The Edelman PR firm also "revived a weekly newsletter it had done several years ago called Mad Cow Monitor, looking at media coverage," wrote PR Week. The firm first published the newsletter in February 2001. Mary Earley, director of media analysis at StrategyOne, Edelman's Washington DC research operation, explained that the Mad Cow Monitor was needed because "the intensity of coverage is increasing, and we think it will continue to [do so]."

On a more local level, the main concern in the first week after the announcement was beef sales. The South Dakota Cattlemen's Association quickly raised $1500 to pay for a promotion to give away free "Beef Bucks" coupons worth $5 off beef products sold in certain stores, according to a December 31 Associated Press article. The Wyoming Beef Council "launched a campaign to provide information about mad cow disease to grocery stores, meat counters and restaurants." The Wisconsin Beef Council planned a special advertising or promotional event in early January, reported Associated Press.

Declaring Victory

Just months after the first known case of mad cow disease in the United States, at least some groups were already declaring victory. In April 2004, the executive director of the Washington Beef Commission "share[d] some of the strategies and tactics that guided the industry through the mad cow crisis" with the PRSA's Puget Sound chapter. The chapter promoted the talk as a chance to learn "how Washington's beef industry turned a stampede of negative publicity into an opportunity to educate the public."

That same month, "Kendall Frazier, vice president of public opinion and issues management for the NCBA ... presented a behind-the-scenes look at how the NCBA managed the [Washington mad cow] case and communicated with the media," at a meeting of Colorado PR professionals, according to the August 2004 issue of PRSA's newsletter, Tactics.

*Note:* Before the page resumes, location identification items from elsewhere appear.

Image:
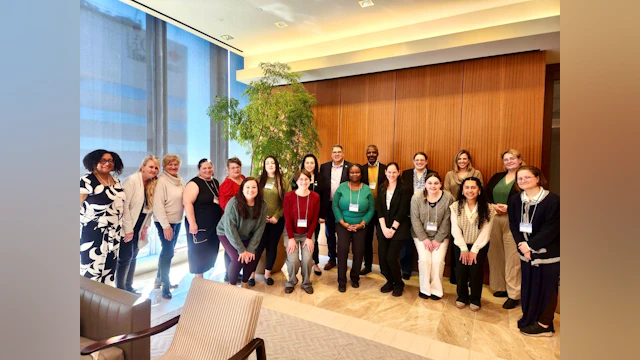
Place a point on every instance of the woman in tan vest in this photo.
(471, 220)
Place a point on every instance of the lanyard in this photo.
(357, 201)
(524, 216)
(211, 188)
(306, 215)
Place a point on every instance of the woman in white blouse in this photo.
(471, 220)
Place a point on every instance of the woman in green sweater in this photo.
(273, 187)
(240, 229)
(353, 207)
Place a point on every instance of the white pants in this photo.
(431, 267)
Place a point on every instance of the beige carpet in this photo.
(287, 338)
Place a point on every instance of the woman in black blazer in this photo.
(392, 207)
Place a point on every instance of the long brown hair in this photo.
(243, 208)
(278, 177)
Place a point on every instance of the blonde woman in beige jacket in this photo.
(139, 189)
(168, 213)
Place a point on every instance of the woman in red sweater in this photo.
(228, 189)
(301, 210)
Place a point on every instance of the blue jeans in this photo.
(164, 262)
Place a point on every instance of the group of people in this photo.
(411, 212)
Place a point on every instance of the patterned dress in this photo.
(101, 228)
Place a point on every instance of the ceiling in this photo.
(333, 38)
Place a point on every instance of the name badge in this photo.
(526, 228)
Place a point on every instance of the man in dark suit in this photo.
(334, 172)
(413, 180)
(372, 175)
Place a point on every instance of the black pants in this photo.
(127, 258)
(355, 240)
(389, 256)
(368, 241)
(316, 252)
(269, 242)
(407, 257)
(330, 232)
(470, 274)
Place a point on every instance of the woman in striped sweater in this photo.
(471, 220)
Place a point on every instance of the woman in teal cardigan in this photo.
(353, 207)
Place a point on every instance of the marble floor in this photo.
(435, 329)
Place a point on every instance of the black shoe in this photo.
(330, 265)
(386, 288)
(536, 330)
(166, 294)
(510, 304)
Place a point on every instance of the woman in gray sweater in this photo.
(430, 223)
(240, 229)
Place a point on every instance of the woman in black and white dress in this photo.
(203, 212)
(101, 210)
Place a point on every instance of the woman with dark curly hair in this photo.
(101, 210)
(471, 220)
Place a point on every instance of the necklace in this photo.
(100, 178)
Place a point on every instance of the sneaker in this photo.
(460, 303)
(536, 330)
(510, 304)
(330, 265)
(500, 294)
(388, 287)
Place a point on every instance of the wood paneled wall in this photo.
(485, 106)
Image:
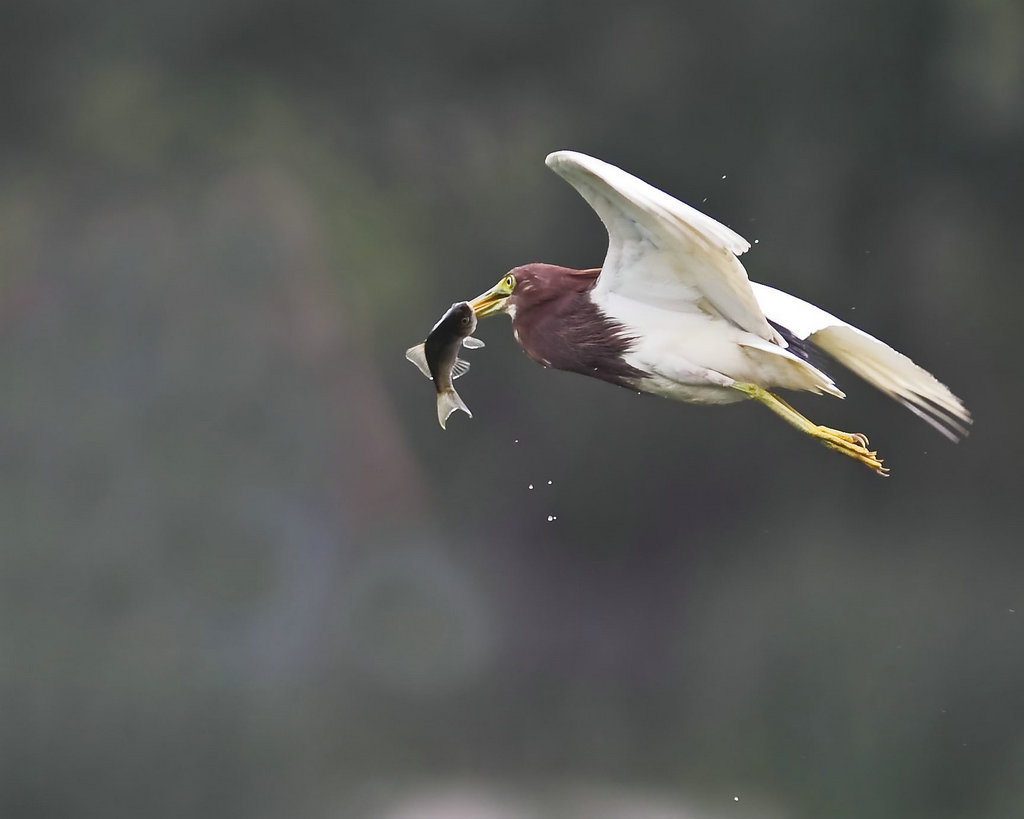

"Frazier reported near-record consumer demand for beef and shared research that indicates consumers are confident that U.S. beef is safe. This was a positive outcome to a situation that might have spiraled out of control had it not been for years of planning by NCBA and its partner cattle-industry organizations, the Cattlemen's Beef Board and the U.S. Meat Export Federation," Tactics reported.

Those years of planning were put to use "on December 23, [when NCBA] CEO Terry Stokes received a phone call and learned of the pending BSE announcement from the U.S. Department of Agriculture"(emphasis added). "After the announcement, the issues management team distributed updated talking points and advisories, and launched a Web site addressing the situation (bseinfo.org). They also developed the following key messages for spokespeople to reinforce in media interviews: U.S. beef is safe; The BSE surveillance system worked; Regaining access to export markets is a priority."

The NCBA "also sought more conventional exposure through marketing, advertising and public relations. It created a Super Bowl radio promotion, purchased more radio ads, increased its retail store displays and distributed editorials to targeted publications ... [and] relied on third-party spokespeople through the Internet," according to Tactics.

Criticism from within the PR Industry

The Holmes Report PR news and analysis website offered a sharp rebuke of the beef industry's mad cow PR efforts: "The industry could have insured itself against devastating market loss relatively simply. ... It could have accepted safety measures that cattle producers in Europe and Japan have found tolerable. It could have gone beyond the bare minimum necessary to protect consumers, and not incidentally, its own reputation. Instead, it chose to fight every new consumer safety measure, so that when the first case of mad cow disease was exposed and vulnerable."[6]

The Holmes Report continued: "The assumption that America should be immune to mad cow disease was born of arrogance." To "win back the confidence of its overseas trading partners," the beef industry must "accept the unthinkable - that strong, strictly enforced regulatory policies are essential to its survival, that its critics knew more about what was best for the industry than its so-called leaders did."